Mesmo que exista a possibilidade real de se entender a doença e a cura como um fenômeno universalizado, ainda assim não será fácil a generalização de um sistema de normas que sustente e ampare a ética do médico. Ou que garanta que aqui ou acolá não se venha privilegiar indivíduos ou grupos numa verdadeira “ditadura de cuidados”. É preciso que esse ideal não se transforme num pesadelo.

Por isso, é imprescindível que se mantenham as discussões não apenas no sentido da aceitação plural de idéias, mas que estas idéias sirvam para desbastar cada vez mais as divergências sociais que existem em determinadas concepções políticas e ideológicas, fazendo com que a Medicina seja um instrumento capaz de promover o bem comum.

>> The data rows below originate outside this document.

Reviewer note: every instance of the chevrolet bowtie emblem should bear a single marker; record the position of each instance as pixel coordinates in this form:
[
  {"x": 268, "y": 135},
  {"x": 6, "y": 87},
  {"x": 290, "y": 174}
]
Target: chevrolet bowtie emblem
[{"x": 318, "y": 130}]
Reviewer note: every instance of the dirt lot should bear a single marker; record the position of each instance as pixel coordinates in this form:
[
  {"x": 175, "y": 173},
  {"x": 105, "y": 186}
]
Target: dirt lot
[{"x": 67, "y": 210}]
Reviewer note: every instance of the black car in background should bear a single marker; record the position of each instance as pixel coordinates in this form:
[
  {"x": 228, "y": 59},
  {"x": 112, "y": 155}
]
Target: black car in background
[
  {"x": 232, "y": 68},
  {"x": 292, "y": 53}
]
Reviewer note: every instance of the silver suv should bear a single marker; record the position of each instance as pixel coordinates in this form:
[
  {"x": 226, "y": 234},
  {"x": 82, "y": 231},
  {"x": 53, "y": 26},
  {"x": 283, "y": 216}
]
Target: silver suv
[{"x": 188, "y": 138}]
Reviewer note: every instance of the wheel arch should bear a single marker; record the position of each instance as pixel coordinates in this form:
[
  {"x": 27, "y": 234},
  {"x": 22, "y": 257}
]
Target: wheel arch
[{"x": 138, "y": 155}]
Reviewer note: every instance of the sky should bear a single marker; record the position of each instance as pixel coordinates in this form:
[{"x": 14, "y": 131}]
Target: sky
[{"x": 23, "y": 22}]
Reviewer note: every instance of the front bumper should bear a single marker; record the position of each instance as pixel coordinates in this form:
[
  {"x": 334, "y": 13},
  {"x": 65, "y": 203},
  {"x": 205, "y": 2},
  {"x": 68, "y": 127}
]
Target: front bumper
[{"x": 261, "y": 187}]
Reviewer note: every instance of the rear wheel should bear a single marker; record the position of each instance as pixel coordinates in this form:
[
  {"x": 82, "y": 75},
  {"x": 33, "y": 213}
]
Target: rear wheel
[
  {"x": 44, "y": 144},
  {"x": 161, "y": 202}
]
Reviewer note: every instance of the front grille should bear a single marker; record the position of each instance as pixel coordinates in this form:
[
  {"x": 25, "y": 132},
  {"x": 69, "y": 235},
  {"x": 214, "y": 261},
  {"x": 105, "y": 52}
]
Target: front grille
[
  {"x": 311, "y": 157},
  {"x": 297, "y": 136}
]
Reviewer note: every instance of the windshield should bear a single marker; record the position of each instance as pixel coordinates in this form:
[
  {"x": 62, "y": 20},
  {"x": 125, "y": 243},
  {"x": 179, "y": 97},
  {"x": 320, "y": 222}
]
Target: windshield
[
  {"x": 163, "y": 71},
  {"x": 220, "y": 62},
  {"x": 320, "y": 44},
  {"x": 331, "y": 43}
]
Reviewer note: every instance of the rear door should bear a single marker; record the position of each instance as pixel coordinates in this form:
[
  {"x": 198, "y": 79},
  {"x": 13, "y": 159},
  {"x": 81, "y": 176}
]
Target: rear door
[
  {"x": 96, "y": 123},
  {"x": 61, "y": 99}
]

Finalmente, é justo dizer que não se pode afirmar com certeza o que será do futuro da ética dos médicos nos próximos anos, a partir do momento que não se sabe afinal qual será o resultado do diálogo entre médicos e filósofos da moral. Esperamos que deste encontro não surja um descompasso entre estas duas ordens, onde, de um lado, tenha-se um tecnicismo exageradamente frio, e, de outro, uma ética de situação falsa e extremamente

subjetiva. O ideal será uma ética capaz de alcançar o homem de agora na sua integralidade, restabelecendo a dignidade e denunciando os horrores de seus dramas e de suas iniqüidades.